Book Read Free

Hatshepsut: Daughter of Amun

Page 14

by Moyra Caldecott


  Most years the strong Egyptian administration of the country kept the peace. Pharaoh's intelligence service was a well-organised one, and most uprisings were nipped in the bud before they had a chance to develop.

  The murder of an entire administrative unit could not go unpunished, however corrupt and unjust it might or might not have been. Even Hatshepsut believed this, though she was not as ready to leap to war as most of her predecessors had been. She knew her hold on her country was a tenuous one and she must always be seen to be doing the expected thing, the strong thing, the right thing.

  She had decided to lead this campaign herself, all the more so because Men-kheper-Ra had laughed so uproariously when she suggested it. Senmut and her advisors had more soberly tried to dissuade her, but she was determined to carry out everything that was expected of a pharaoh—at whatever cost to herself.

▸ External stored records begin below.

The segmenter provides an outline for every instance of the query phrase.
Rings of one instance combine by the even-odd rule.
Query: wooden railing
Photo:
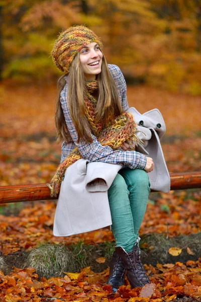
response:
[[[201,188],[201,172],[170,174],[171,190]],[[9,202],[56,199],[45,184],[0,186],[0,204]]]

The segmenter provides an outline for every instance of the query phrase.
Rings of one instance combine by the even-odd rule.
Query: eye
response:
[[[86,52],[87,52],[87,49],[82,49],[82,50],[81,50],[81,53],[85,53]]]

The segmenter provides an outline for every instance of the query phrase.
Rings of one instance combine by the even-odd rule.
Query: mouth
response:
[[[91,67],[98,67],[99,65],[99,61],[98,60],[95,61],[95,62],[88,64],[88,65],[90,66]]]

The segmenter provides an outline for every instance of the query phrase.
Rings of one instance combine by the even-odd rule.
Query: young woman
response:
[[[52,56],[65,74],[58,81],[56,112],[58,141],[63,140],[61,164],[52,182],[59,191],[66,169],[80,159],[122,165],[108,190],[116,248],[108,284],[150,282],[140,260],[139,230],[145,212],[152,159],[135,150],[139,140],[119,68],[107,64],[100,39],[82,26],[69,28],[56,41]]]

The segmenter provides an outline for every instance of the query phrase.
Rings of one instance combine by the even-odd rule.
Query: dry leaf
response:
[[[79,277],[79,275],[80,273],[65,273],[63,272],[64,274],[67,275],[71,280],[77,280]]]
[[[168,268],[172,268],[174,266],[174,264],[173,263],[167,263],[166,264],[163,264],[163,266],[164,267],[167,267]]]
[[[186,248],[186,252],[189,255],[194,255],[194,253],[188,247]]]
[[[168,250],[168,253],[172,256],[178,256],[181,253],[182,249],[179,248],[170,248]]]
[[[104,257],[99,257],[99,258],[96,259],[95,261],[98,263],[105,263],[106,262],[106,258]]]
[[[66,275],[65,276],[64,276],[64,279],[65,279],[65,280],[66,281],[67,281],[67,282],[70,282],[71,281],[70,280],[70,278],[67,275]]]
[[[140,297],[150,298],[151,297],[156,289],[156,286],[154,283],[147,283],[142,287],[140,292]]]

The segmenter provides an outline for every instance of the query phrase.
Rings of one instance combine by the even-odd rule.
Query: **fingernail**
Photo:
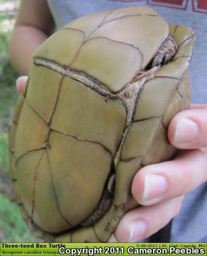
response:
[[[117,242],[114,235],[112,235],[111,237],[109,238],[108,242]]]
[[[189,143],[198,136],[197,124],[187,118],[181,118],[176,127],[174,140],[177,144]]]
[[[130,223],[129,242],[134,242],[141,238],[147,230],[146,223],[140,220],[134,220]]]
[[[144,202],[145,204],[157,202],[168,188],[168,183],[164,176],[147,174],[143,193]]]

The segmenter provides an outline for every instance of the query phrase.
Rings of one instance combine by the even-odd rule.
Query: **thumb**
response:
[[[26,75],[20,77],[16,81],[16,86],[18,91],[19,94],[21,94],[23,92],[23,88],[28,79],[28,77]]]

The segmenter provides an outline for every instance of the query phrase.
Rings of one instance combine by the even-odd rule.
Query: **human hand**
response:
[[[173,160],[137,173],[131,191],[144,206],[124,215],[110,242],[136,242],[155,233],[179,213],[185,194],[207,180],[206,117],[207,105],[192,104],[172,119],[168,139],[181,149]]]

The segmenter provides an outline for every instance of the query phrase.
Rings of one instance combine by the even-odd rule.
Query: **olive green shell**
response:
[[[172,61],[137,81],[168,36],[178,45]],[[153,9],[134,6],[77,19],[37,50],[9,141],[16,200],[35,235],[105,242],[137,206],[135,174],[176,152],[167,131],[189,106],[194,40],[191,28],[169,26]],[[80,226],[113,171],[109,210],[91,226]]]

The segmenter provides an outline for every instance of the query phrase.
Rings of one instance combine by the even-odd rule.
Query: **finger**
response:
[[[113,234],[111,237],[108,239],[108,242],[118,242],[117,240],[116,239],[114,235]]]
[[[200,149],[181,151],[175,159],[141,169],[131,192],[138,202],[150,205],[179,197],[207,180],[207,155]]]
[[[155,233],[178,214],[182,198],[130,211],[120,221],[110,242],[134,242]]]
[[[19,94],[21,94],[23,92],[27,79],[28,77],[26,75],[20,77],[16,79],[16,86]]]
[[[206,131],[207,107],[205,107],[176,115],[169,124],[168,136],[171,144],[177,148],[199,148],[207,147]]]

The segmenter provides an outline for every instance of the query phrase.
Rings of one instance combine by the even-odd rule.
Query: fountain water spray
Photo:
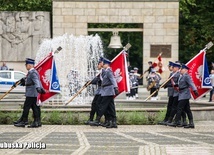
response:
[[[65,103],[71,98],[88,80],[96,75],[97,64],[100,56],[103,56],[103,46],[100,37],[74,36],[64,34],[42,42],[36,55],[36,63],[45,58],[50,51],[59,46],[62,50],[55,55],[61,94],[56,95],[52,102]],[[95,87],[90,85],[70,104],[90,103],[93,98]]]

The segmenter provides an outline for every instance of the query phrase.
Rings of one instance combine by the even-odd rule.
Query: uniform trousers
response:
[[[173,119],[178,109],[178,96],[173,97],[172,110],[170,113],[170,118]],[[181,112],[183,120],[186,120],[186,113],[184,111]]]
[[[150,95],[156,90],[157,90],[157,88],[151,88],[150,89]],[[156,96],[158,96],[158,91],[156,91],[156,93],[154,95],[152,95],[152,97],[156,97]]]
[[[28,114],[29,114],[30,108],[32,108],[32,110],[33,110],[34,119],[40,117],[41,112],[38,110],[38,106],[36,105],[36,102],[37,102],[37,97],[26,97],[25,102],[24,102],[22,117],[21,117],[23,119],[23,121],[28,120]],[[39,107],[39,109],[40,109],[40,107]]]
[[[108,120],[116,119],[114,96],[102,96],[101,98],[102,100],[99,104],[98,116],[101,118],[105,115]]]
[[[178,102],[178,108],[177,108],[175,121],[181,120],[182,111],[185,111],[187,113],[189,120],[193,120],[192,111],[190,110],[189,99],[180,100]]]
[[[167,104],[167,110],[164,120],[167,121],[170,117],[170,113],[172,111],[172,104],[173,104],[173,96],[169,96],[168,98],[168,104]]]
[[[96,94],[94,96],[94,99],[93,99],[92,103],[91,103],[91,111],[90,111],[90,120],[91,121],[93,121],[95,113],[97,115],[98,108],[99,108],[98,106],[99,106],[100,100],[101,100],[101,95],[100,94]]]

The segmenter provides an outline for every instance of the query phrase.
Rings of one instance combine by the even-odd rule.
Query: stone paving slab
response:
[[[30,129],[0,125],[0,155],[213,155],[214,122],[195,125],[195,129],[158,125],[119,125],[118,129],[43,125]]]

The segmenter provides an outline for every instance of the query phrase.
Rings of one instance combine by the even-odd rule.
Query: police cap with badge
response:
[[[32,65],[34,65],[34,64],[35,64],[35,60],[30,59],[30,58],[26,58],[25,64],[26,64],[26,65],[27,65],[27,64],[32,64]]]
[[[111,61],[109,59],[103,58],[103,64],[111,64]]]

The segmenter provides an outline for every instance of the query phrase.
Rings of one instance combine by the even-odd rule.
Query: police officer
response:
[[[114,96],[119,93],[117,82],[114,78],[113,72],[110,68],[111,61],[103,58],[103,68],[105,71],[102,74],[102,88],[101,88],[101,103],[99,112],[94,122],[91,122],[91,126],[101,125],[101,117],[108,112],[109,114],[109,125],[106,128],[117,128],[116,122],[116,110],[114,105]]]
[[[173,122],[170,126],[177,126],[181,121],[181,113],[184,110],[187,113],[189,124],[184,126],[184,128],[194,128],[193,123],[193,115],[190,110],[189,99],[191,98],[190,87],[192,88],[194,94],[198,96],[198,91],[193,83],[190,75],[188,74],[188,67],[186,65],[182,65],[181,67],[181,76],[178,80],[178,88],[179,88],[179,97],[178,97],[178,109],[175,117],[175,122]]]
[[[92,81],[90,81],[90,84],[97,85],[98,88],[95,91],[95,96],[94,96],[94,99],[91,104],[89,120],[84,123],[85,125],[89,125],[90,122],[93,121],[95,113],[96,113],[96,115],[98,114],[99,103],[101,102],[101,83],[102,82],[101,82],[100,77],[101,77],[102,68],[103,68],[103,58],[102,57],[100,58],[100,60],[98,62],[97,68],[100,71],[100,74],[97,75]],[[85,84],[85,86],[87,86],[87,83]]]
[[[35,61],[33,59],[26,59],[26,69],[28,70],[27,77],[22,78],[20,80],[22,86],[26,86],[25,88],[25,102],[24,102],[24,107],[23,107],[23,113],[21,118],[14,122],[14,126],[16,127],[25,127],[25,125],[28,123],[28,114],[30,108],[33,110],[33,116],[34,116],[34,121],[33,123],[28,126],[30,128],[34,127],[39,127],[41,126],[40,124],[40,118],[41,118],[41,112],[40,112],[40,107],[37,106],[37,96],[38,93],[45,93],[44,89],[41,86],[41,82],[39,80],[39,74],[38,72],[34,69],[34,64]]]
[[[140,80],[140,74],[138,73],[138,68],[134,67],[134,78],[135,78],[135,97],[138,98],[138,85]]]
[[[172,76],[173,72],[173,62],[169,61],[169,64],[168,64],[168,69],[170,71],[170,75],[169,77]],[[167,88],[167,92],[168,92],[168,104],[167,104],[167,110],[166,110],[166,115],[165,115],[165,118],[163,121],[161,122],[158,122],[159,125],[166,125],[167,124],[167,121],[169,119],[169,116],[170,116],[170,113],[171,113],[171,110],[172,110],[172,103],[173,103],[173,93],[174,93],[174,89],[172,87],[172,83],[171,81],[168,81],[164,88]]]
[[[173,91],[173,103],[172,103],[172,110],[170,113],[170,117],[169,120],[167,122],[167,125],[171,126],[172,120],[177,112],[177,107],[178,107],[178,95],[179,95],[179,89],[177,87],[178,85],[178,79],[180,77],[180,68],[181,68],[181,64],[180,62],[176,61],[175,63],[172,63],[173,65],[173,74],[174,76],[171,79],[171,85],[174,89]],[[180,122],[180,124],[178,125],[178,127],[182,127],[187,125],[186,123],[186,114],[185,112],[182,112],[182,118],[183,118],[183,123]]]

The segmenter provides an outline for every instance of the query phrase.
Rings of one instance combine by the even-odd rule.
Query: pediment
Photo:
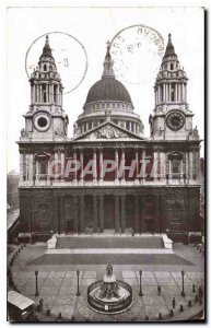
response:
[[[74,141],[107,141],[107,140],[144,140],[143,138],[124,129],[113,122],[101,126],[77,137]]]

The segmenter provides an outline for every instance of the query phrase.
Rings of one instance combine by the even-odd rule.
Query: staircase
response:
[[[73,248],[164,248],[160,235],[143,236],[59,236],[57,249]]]

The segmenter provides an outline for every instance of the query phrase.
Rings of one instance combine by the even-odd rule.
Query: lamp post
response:
[[[35,271],[35,279],[36,279],[36,292],[35,292],[35,297],[39,295],[38,293],[38,270]]]
[[[185,271],[181,270],[181,282],[183,282],[183,286],[181,286],[181,288],[183,288],[183,290],[181,290],[181,296],[183,296],[183,297],[185,297],[185,295],[186,295],[185,292],[184,292],[184,277],[185,277]]]
[[[80,271],[77,270],[77,296],[80,296],[80,295],[81,295],[81,293],[80,293],[80,291],[79,291],[79,276],[80,276]]]
[[[142,284],[141,284],[142,270],[139,271],[139,276],[140,276],[140,291],[139,291],[139,296],[143,296]]]

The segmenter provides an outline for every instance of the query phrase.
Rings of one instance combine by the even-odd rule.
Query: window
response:
[[[46,162],[46,160],[39,160],[39,174],[47,174],[47,162]]]
[[[178,159],[173,159],[172,160],[172,173],[179,173],[179,167],[180,166],[180,160]]]
[[[57,85],[54,85],[54,102],[57,102]]]
[[[43,92],[43,102],[46,103],[46,84],[42,84],[42,92]]]
[[[175,101],[175,83],[171,83],[171,102]]]

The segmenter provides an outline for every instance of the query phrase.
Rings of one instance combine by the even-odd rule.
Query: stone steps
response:
[[[162,236],[59,236],[57,249],[73,248],[164,248]]]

  When she was quite a young child her father had taken her on his hunting expedition into Nubia. She was therefore familiar with the type of terrain they would have to cover. She was also no stranger to killing. At the age of sixteen she had personally felled three lions on one day in the foothills of the very mountains they were about to scale. As Pharaoh, she had ordered men to death, but never plunged the knife in herself. Now she would see. She did not relish it—but it was expected of her.

  She spoke to her men in a clear and ringing voice. If she had any inner misgivings, there was no outward sign of them. The men felt confident that Amun-Ra would see them through.

  As she finished speaking they raised a shout of approbation.

  She looked down on them and knew they would follow her to the ends of the earth and dare any kind of danger for her. She thrilled to the power and forgot everything else.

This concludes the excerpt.